In Greek mythology, the goddess of agriculture, especially corn (Roman Ceres); daughter of the Titans Kronos and Rhea; and mother of Persephone by Zeus. Demeter and her daughter were worshipped in a sanctuary at Eleusis, where the Eleusinian Mysteries, one of the foremost mystery religions of Greece, were celebrated.
The Thesmophoria was a corn festival held in Demeter's honour at Athens and other centres. It also commemorated the introduction of law and the principles of civilized life, attributed to the goddess because agriculture was regarded as the basis of civilization. She was later identified with the Egyptian goddess Isis.
She is depicted carrying a sceptre and corn or a poppy, and sometimes also a basket and torch. Her sacred animal was the pig.
Myth Demeter was swallowed at birth by Kronos, along with her brothers, Pluto and Poseidon, and sisters, Hera and Hestia; her father believed that one of his children would depose him. Zeus, hidden as a baby, forced him to regurgitate the siblings and, in the new order of gods, Demeter was given the care of plants and harvest, aided by her daughter Persephone.
While Persephone gathered flowers (usually depicted as poppies), she was carried off by Pluto to Hades, the underworld. Demeter searched for her daughter, eventually learning of her fate through Helios, driver of the Sun's chariot. She left Olympus in a rage to live on Earth, giving blessings when kindly received and punishing any rejection, until she was welcomed at Eleusis. Her continued indignation caused famine until Zeus agreed that Persephone should spend half the year with her. The common interpretation of the myth has been that Persephone represented the corn seed, concealed in the ground during part of the year (winter/death) and returning to her mother as the rising corn (spring/life).

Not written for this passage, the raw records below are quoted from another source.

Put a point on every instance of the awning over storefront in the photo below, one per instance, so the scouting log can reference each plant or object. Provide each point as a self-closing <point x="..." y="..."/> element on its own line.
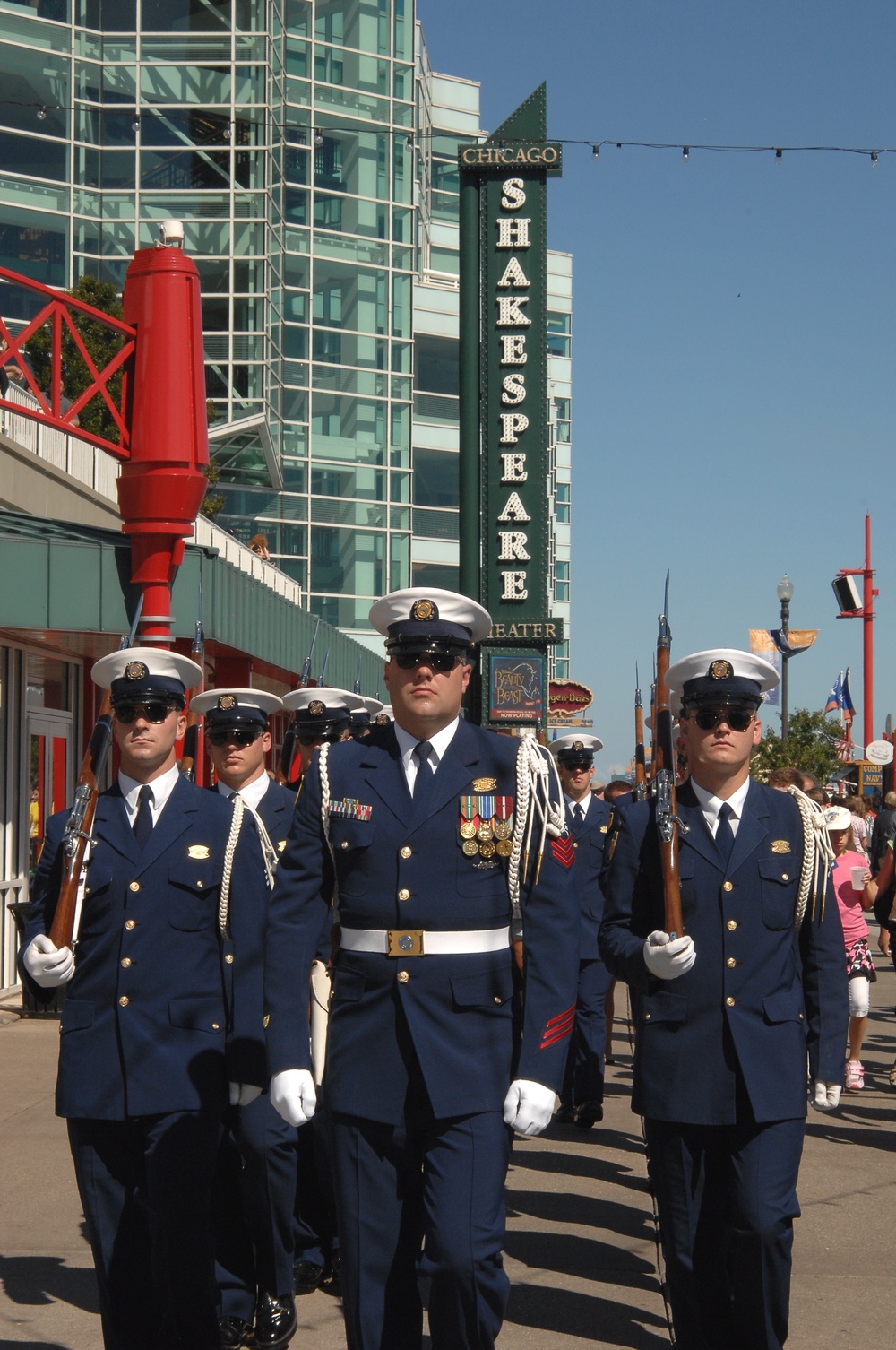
<point x="69" y="579"/>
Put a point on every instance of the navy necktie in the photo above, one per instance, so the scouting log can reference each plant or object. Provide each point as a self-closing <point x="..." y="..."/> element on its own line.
<point x="424" y="781"/>
<point x="723" y="833"/>
<point x="143" y="818"/>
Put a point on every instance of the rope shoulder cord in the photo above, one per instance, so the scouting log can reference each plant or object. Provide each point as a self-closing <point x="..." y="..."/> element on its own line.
<point x="818" y="858"/>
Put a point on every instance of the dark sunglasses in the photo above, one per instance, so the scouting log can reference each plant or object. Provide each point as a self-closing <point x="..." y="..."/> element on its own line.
<point x="152" y="712"/>
<point x="738" y="718"/>
<point x="234" y="736"/>
<point x="440" y="662"/>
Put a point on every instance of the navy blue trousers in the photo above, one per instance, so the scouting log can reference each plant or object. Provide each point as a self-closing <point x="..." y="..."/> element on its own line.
<point x="726" y="1198"/>
<point x="254" y="1198"/>
<point x="146" y="1190"/>
<point x="583" y="1077"/>
<point x="424" y="1200"/>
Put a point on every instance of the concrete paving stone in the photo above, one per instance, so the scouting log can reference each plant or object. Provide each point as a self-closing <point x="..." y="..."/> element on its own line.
<point x="581" y="1245"/>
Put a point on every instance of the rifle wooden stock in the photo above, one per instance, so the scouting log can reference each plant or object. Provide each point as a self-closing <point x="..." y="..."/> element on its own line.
<point x="77" y="830"/>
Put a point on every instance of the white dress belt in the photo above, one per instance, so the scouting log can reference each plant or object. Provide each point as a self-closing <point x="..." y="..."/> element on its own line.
<point x="390" y="941"/>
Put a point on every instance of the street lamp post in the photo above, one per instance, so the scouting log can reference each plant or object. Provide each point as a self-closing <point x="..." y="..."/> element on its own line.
<point x="784" y="594"/>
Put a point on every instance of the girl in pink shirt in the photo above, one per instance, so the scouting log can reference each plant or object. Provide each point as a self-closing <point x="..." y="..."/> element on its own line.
<point x="852" y="901"/>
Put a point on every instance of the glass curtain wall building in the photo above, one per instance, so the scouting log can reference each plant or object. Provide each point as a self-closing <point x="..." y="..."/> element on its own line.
<point x="311" y="151"/>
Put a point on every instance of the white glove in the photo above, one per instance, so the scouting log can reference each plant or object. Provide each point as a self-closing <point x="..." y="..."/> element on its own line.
<point x="528" y="1106"/>
<point x="826" y="1095"/>
<point x="293" y="1095"/>
<point x="47" y="965"/>
<point x="243" y="1093"/>
<point x="668" y="959"/>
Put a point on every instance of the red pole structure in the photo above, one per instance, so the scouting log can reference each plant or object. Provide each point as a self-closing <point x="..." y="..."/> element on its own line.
<point x="160" y="486"/>
<point x="868" y="634"/>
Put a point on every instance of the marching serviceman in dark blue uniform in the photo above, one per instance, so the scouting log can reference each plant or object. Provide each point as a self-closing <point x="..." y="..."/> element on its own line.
<point x="582" y="1096"/>
<point x="159" y="1013"/>
<point x="728" y="1013"/>
<point x="255" y="1180"/>
<point x="418" y="835"/>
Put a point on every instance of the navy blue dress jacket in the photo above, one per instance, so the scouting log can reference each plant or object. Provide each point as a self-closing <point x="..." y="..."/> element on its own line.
<point x="159" y="1011"/>
<point x="404" y="866"/>
<point x="759" y="997"/>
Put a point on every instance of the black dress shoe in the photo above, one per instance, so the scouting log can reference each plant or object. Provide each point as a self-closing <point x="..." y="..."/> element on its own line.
<point x="235" y="1333"/>
<point x="306" y="1276"/>
<point x="587" y="1114"/>
<point x="275" y="1320"/>
<point x="333" y="1277"/>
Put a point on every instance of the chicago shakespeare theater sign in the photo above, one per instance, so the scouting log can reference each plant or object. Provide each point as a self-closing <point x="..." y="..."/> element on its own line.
<point x="504" y="407"/>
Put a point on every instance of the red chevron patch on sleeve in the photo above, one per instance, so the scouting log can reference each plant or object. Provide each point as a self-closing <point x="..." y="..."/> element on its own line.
<point x="563" y="851"/>
<point x="557" y="1027"/>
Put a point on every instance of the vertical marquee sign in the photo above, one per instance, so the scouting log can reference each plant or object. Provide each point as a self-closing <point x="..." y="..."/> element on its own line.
<point x="504" y="402"/>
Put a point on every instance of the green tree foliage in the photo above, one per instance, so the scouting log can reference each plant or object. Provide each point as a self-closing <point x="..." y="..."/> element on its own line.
<point x="103" y="344"/>
<point x="810" y="747"/>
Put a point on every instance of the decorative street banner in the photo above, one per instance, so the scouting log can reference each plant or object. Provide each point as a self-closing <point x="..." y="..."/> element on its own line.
<point x="516" y="685"/>
<point x="504" y="382"/>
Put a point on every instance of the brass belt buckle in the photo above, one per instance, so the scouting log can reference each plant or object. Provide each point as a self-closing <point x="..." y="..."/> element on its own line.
<point x="405" y="941"/>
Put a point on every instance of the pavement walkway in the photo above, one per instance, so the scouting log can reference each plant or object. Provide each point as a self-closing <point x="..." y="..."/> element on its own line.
<point x="581" y="1243"/>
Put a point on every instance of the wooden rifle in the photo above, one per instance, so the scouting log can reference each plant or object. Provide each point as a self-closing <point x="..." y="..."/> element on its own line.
<point x="640" y="770"/>
<point x="667" y="821"/>
<point x="77" y="838"/>
<point x="191" y="754"/>
<point x="288" y="749"/>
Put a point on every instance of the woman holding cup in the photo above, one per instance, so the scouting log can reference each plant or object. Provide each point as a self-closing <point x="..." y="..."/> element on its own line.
<point x="855" y="893"/>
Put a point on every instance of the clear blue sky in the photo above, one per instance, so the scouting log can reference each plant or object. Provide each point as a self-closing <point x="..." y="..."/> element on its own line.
<point x="735" y="352"/>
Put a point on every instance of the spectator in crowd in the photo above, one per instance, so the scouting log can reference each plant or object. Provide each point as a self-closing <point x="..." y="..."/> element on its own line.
<point x="856" y="806"/>
<point x="855" y="893"/>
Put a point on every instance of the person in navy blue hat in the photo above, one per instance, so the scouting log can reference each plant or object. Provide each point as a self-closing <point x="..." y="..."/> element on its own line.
<point x="582" y="1095"/>
<point x="418" y="833"/>
<point x="255" y="1181"/>
<point x="157" y="1021"/>
<point x="729" y="1010"/>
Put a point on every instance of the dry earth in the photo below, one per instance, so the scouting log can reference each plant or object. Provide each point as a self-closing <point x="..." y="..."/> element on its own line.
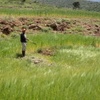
<point x="63" y="25"/>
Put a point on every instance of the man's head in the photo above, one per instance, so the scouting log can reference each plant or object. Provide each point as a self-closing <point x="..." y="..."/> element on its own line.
<point x="23" y="29"/>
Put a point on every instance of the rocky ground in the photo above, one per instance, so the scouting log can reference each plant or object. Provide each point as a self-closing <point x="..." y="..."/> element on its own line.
<point x="63" y="25"/>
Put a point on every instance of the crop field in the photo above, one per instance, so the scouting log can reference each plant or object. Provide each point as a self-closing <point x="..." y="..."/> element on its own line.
<point x="61" y="63"/>
<point x="70" y="73"/>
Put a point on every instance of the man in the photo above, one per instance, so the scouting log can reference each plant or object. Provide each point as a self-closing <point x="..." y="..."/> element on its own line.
<point x="23" y="40"/>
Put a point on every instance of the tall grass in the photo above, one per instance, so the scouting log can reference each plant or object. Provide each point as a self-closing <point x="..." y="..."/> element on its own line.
<point x="71" y="74"/>
<point x="48" y="11"/>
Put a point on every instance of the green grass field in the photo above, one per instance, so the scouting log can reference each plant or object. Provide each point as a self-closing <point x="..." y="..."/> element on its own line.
<point x="72" y="73"/>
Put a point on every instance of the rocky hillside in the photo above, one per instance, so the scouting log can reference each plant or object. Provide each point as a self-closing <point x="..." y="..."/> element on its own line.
<point x="84" y="4"/>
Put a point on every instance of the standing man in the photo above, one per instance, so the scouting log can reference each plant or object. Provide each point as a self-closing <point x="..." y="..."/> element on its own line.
<point x="23" y="40"/>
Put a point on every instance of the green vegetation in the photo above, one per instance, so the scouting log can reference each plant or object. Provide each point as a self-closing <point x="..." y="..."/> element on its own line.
<point x="68" y="66"/>
<point x="72" y="73"/>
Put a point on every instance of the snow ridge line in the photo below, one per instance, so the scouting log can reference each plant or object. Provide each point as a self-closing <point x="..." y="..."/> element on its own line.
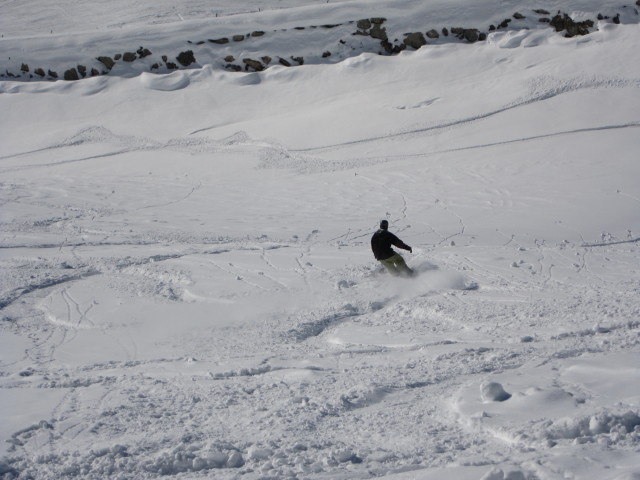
<point x="606" y="244"/>
<point x="538" y="98"/>
<point x="19" y="292"/>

During her search for Persephone, Demeter transformed herself into a mare to avoid the amorous attentions of her brother Poseidon, but was caught when he changed into a stallion; their children were the nymph Despoena and black stallion, Arion. The story probably reflects her pre-Hellenic origins as an earth goddess, consort of a sky god who may have evolved into Poseidon; all these deities could take the shape of horses.